0
votes

I need to find out the peak read capacity units consumed in the last 20 seconds in one of my dynamo DB table. I need to find this pro-grammatically in java and set an auto-scaling action based on the usage.

Please can you share a sample java program to find the peak read capacity units consumed in the last 20 seconds for a particular dynamo DB table?

Note: there are unusual spikes in the dynamo DB requests on the database and hence needs dynamic auto-scaling.

I've tried this:

result = DYNAMODB_CLIENT.describeTable(recomtableName);
                    readCapacityUnits = result.getTable()
                            .getProvisionedThroughput().getReadCapacityUnits();

but this gives the provisioned capacity but I need the consumed capacity in last 20 seconds.

2

2 Answers

0
votes

You could use the CloudWatch API getMetricStatistics method to get a reading for the capacity metric you require. A hint for the kinds of parameters you need to set can be found here.

0
votes

For that you have to use Cloudwatch.

   GetMetricStatisticsRequest metricStatisticsRequest = new GetMetricStatisticsRequest()
    metricStatisticsRequest.setStartTime(startDate)
    metricStatisticsRequest.setEndTime(endDate)
    metricStatisticsRequest.setNamespace("AWS/DynamoDB")
    metricStatisticsRequest.setMetricName('ConsumedWriteCapacityUnits',)
    metricStatisticsRequest.setPeriod(60)
    metricStatisticsRequest.setStatistics([
        'SampleCount',
        'Average',
        'Sum',
        'Minimum',
        'Maximum'
])
    List<Dimension> dimensions = []
    Dimension dimension = new Dimension()
    dimension.setName('TableName')
    dimension.setValue(dynamoTableHelperService.campaignPkToTableName(campaignPk))
    dimensions << dimension
    metricStatisticsRequest.setDimensions(dimensions)
    client.getMetricStatistics(metricStatisticsRequest)

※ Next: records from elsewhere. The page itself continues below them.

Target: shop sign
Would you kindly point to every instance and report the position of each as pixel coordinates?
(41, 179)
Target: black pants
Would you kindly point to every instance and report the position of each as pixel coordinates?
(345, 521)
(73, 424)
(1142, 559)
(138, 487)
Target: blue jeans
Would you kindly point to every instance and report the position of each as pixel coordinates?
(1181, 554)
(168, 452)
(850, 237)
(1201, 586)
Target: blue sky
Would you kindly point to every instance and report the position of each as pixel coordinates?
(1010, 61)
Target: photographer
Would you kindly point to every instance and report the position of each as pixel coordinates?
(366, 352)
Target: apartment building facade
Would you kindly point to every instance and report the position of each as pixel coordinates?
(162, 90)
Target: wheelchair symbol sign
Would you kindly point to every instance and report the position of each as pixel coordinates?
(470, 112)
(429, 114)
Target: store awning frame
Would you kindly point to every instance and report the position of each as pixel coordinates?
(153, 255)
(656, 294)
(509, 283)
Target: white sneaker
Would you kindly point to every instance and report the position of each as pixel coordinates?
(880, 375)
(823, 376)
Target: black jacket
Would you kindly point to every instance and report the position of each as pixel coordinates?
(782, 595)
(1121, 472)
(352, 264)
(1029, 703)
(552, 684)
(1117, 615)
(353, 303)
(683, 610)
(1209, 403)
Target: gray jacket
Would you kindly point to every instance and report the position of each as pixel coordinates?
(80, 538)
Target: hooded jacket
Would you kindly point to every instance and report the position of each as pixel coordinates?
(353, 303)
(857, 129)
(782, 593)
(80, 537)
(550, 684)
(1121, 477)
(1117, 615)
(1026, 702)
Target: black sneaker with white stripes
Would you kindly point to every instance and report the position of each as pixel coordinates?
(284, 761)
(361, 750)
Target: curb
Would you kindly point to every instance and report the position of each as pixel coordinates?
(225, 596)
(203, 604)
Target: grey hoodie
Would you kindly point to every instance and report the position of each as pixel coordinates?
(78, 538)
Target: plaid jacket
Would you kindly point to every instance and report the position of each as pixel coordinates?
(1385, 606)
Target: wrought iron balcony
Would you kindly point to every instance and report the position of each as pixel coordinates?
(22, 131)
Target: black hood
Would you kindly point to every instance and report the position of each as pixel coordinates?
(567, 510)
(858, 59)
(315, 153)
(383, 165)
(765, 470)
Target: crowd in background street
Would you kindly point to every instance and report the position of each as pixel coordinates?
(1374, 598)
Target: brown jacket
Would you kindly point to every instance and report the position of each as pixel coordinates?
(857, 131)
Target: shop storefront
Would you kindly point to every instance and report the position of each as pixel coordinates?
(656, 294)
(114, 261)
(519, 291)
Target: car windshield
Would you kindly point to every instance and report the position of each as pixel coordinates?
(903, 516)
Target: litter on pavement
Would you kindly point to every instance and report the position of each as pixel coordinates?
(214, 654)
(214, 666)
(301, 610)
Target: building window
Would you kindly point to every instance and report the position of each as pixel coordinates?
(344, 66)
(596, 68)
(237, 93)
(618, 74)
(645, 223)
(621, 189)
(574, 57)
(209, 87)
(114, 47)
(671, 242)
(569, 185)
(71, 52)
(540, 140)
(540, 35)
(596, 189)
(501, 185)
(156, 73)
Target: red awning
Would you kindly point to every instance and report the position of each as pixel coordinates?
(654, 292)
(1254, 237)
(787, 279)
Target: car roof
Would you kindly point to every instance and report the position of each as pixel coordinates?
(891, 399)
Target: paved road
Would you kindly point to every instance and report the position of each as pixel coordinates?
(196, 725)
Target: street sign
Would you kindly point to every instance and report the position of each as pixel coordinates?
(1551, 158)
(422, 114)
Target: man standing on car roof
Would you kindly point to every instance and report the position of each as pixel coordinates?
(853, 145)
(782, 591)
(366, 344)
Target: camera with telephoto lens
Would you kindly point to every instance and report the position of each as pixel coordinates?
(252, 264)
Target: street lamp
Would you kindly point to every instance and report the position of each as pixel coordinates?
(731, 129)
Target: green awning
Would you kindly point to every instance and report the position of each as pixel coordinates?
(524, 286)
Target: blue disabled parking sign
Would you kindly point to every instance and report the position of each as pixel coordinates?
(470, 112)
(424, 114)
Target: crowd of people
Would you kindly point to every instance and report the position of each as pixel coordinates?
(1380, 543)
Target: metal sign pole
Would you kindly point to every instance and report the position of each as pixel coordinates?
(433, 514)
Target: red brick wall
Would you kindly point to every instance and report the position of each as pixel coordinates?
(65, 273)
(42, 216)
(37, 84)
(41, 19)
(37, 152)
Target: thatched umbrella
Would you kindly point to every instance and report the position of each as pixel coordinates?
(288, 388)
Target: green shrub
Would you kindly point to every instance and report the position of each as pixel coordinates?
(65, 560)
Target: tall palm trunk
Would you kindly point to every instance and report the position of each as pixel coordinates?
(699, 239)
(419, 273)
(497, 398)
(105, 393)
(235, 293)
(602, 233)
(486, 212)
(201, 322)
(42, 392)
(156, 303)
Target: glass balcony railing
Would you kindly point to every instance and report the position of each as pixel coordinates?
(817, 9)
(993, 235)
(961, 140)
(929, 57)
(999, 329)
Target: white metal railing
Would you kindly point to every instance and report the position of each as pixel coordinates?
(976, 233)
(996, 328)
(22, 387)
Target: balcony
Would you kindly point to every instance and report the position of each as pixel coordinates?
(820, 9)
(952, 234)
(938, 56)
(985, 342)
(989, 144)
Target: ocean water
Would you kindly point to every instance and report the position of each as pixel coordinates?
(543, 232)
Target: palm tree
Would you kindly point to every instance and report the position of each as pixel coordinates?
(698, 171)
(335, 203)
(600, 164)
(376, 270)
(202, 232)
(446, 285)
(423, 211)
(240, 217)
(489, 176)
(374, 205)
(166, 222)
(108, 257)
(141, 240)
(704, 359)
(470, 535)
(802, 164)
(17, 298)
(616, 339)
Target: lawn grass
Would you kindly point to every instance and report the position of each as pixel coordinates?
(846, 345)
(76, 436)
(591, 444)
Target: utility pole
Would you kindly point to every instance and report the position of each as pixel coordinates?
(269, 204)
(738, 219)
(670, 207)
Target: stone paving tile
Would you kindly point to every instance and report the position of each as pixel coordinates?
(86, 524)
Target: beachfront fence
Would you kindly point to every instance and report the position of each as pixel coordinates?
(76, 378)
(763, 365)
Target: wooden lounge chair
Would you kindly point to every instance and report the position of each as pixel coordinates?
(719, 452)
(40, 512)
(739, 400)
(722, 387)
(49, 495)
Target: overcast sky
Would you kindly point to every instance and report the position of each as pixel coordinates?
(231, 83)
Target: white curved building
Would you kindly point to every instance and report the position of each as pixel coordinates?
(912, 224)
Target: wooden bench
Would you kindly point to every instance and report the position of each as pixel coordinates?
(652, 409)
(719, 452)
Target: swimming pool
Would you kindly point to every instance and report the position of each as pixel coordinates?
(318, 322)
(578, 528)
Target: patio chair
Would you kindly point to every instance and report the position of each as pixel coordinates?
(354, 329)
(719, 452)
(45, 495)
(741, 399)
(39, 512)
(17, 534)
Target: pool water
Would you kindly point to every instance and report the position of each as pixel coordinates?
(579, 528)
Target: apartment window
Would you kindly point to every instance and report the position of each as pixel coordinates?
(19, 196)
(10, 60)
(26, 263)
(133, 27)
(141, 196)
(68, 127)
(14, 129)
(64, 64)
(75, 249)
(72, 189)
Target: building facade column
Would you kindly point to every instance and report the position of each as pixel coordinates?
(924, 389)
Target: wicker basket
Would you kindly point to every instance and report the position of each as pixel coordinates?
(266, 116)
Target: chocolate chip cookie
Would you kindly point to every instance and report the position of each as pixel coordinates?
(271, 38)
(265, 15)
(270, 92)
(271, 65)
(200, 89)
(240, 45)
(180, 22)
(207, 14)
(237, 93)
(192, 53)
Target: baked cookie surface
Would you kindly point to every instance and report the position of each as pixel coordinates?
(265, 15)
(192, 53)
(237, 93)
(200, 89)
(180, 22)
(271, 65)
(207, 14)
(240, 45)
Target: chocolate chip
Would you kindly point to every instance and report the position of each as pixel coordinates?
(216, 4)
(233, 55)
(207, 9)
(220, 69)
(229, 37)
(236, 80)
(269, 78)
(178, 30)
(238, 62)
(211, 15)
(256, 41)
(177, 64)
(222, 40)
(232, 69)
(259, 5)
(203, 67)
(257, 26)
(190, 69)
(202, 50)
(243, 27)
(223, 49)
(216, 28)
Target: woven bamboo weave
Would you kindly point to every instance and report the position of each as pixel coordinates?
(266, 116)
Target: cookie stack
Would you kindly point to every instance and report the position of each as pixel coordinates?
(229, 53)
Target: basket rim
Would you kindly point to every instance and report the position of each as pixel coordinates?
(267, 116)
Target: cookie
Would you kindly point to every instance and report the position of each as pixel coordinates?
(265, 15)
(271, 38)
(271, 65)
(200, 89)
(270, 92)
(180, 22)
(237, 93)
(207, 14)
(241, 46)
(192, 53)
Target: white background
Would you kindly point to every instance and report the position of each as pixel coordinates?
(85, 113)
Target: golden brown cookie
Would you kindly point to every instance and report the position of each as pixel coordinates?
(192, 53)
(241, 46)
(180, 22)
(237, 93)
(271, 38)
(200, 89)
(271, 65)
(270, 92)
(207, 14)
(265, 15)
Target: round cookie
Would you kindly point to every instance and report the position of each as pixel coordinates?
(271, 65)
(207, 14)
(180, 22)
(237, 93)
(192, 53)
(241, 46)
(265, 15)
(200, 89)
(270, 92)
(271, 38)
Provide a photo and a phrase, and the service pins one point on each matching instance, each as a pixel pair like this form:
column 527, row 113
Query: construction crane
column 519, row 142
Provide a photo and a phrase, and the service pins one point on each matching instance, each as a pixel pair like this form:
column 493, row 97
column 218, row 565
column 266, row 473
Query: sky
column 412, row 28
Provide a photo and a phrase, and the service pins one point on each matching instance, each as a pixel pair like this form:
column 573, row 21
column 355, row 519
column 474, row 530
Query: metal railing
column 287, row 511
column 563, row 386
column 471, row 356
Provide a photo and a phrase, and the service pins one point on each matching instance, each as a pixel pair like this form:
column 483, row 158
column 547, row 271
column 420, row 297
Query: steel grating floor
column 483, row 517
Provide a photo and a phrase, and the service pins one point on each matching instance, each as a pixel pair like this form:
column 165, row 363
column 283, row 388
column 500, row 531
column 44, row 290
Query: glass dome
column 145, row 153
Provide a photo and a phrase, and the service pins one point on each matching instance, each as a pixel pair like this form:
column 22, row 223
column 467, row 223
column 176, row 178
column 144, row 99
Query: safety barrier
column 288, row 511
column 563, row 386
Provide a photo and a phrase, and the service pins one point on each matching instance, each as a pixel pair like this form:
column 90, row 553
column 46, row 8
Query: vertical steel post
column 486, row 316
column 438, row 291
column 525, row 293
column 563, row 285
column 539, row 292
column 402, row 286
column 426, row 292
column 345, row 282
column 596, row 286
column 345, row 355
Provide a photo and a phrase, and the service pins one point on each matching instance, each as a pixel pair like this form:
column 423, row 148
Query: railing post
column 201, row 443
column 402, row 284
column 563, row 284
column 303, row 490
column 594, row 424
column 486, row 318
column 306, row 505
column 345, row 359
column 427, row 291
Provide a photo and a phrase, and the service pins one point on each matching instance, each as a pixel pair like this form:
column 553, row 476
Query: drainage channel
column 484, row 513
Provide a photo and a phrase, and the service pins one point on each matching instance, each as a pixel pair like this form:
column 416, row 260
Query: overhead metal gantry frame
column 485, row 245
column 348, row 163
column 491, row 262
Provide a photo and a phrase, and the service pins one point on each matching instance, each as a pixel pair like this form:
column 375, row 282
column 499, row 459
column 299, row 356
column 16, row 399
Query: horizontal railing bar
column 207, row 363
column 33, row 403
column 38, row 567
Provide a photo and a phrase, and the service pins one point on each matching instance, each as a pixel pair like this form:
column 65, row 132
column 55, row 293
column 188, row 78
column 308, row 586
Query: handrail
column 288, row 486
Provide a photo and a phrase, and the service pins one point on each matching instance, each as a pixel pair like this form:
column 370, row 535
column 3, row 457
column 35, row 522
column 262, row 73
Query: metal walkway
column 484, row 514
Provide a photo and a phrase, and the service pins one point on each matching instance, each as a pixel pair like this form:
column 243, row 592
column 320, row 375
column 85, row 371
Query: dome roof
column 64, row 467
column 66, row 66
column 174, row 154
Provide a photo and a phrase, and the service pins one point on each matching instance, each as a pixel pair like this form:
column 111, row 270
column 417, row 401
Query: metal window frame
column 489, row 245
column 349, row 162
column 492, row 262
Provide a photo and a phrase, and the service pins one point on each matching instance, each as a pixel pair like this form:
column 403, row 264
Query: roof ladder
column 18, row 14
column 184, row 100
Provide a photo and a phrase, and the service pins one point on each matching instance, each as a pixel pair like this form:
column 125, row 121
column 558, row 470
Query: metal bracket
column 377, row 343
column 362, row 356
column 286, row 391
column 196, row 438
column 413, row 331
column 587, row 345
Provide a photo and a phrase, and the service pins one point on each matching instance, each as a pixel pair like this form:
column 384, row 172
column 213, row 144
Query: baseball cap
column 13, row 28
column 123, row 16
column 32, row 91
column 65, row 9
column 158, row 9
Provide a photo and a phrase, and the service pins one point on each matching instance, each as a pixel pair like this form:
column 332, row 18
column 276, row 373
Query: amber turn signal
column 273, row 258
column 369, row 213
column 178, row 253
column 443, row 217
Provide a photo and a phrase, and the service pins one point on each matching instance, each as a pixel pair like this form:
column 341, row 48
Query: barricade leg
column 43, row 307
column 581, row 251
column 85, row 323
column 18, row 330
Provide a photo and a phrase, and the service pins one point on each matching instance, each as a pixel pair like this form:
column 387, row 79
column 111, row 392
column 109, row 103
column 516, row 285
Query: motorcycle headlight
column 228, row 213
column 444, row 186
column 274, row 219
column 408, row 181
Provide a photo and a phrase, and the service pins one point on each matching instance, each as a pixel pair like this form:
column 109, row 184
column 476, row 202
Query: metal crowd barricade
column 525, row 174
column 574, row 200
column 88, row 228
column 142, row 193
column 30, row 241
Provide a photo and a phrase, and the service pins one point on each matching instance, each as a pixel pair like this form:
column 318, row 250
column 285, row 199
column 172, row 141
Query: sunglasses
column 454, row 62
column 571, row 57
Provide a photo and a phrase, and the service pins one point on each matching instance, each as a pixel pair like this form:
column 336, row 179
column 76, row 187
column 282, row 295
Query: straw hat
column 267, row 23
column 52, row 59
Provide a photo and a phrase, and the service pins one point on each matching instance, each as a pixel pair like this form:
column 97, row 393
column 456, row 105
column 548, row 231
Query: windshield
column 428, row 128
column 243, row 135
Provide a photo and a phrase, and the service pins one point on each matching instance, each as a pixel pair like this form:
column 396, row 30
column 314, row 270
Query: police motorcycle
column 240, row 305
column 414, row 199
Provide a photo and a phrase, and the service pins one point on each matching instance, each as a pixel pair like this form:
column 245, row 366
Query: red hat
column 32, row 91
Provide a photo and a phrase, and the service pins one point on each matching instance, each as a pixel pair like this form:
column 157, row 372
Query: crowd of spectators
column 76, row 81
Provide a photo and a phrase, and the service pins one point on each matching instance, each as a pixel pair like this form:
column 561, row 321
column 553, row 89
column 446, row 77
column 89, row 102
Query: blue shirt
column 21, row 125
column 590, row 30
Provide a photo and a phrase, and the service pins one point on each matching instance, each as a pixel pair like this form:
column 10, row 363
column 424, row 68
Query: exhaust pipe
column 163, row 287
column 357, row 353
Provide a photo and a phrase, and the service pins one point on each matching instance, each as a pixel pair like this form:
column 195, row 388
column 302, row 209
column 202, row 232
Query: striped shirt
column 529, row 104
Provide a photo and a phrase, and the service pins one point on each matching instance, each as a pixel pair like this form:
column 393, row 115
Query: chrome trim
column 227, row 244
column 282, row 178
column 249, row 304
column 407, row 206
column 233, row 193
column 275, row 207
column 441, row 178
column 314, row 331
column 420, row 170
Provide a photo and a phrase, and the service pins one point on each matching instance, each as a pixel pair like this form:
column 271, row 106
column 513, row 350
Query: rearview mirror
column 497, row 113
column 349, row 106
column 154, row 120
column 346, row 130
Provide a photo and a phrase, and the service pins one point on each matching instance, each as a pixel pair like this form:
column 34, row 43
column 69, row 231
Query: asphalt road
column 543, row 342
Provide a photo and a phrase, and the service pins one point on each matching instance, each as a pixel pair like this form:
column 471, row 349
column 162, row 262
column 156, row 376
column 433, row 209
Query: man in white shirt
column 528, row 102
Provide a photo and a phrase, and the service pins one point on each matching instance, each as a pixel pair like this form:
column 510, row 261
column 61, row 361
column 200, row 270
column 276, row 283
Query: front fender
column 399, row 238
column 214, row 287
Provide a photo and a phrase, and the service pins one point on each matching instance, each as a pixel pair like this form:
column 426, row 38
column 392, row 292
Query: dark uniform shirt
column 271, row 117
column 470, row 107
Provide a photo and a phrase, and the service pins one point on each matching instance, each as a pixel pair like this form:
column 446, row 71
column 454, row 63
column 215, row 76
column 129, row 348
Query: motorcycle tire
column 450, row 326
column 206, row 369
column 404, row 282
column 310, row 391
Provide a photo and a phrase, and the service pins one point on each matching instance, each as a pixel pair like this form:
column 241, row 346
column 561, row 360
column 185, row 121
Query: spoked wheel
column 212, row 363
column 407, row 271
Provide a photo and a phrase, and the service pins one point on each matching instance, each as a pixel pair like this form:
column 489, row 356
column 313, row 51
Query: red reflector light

But I bet you'd results older than 5 minutes.

Actually current off the shelf autscaling is using Cloudwatch. This does have a drawback and for some applications is unacceptable. When spike load is hitting your table it does not have enough capacity to respond with. Reserved with some overload is not enough and a table starts throttling. If records are kept in memory while waiting a table to respond it can simply blow the memory up. Cloudwatch on the other hand reacts in some time often when spike is gone. Based on our tests it was at least 5 mins. And rising capacity gradually, when it was needed straight up to the max enter image description here


Long story short. We have created custom solution with own speedometers. What it does is counting whatever it has to count and changing tables's capacity accordingly. There is a still a delay because

  1. App itself takes a bit of time to understand what to do

  2. Dynamo table takes ~30 sec to get updated with new capacity details.

    On a top we also have a throttling detector. So if write/read request has got throttled we immediately rise a capacity accordingly. Some times level of capacity looks all right but throttling because of HOT key issue.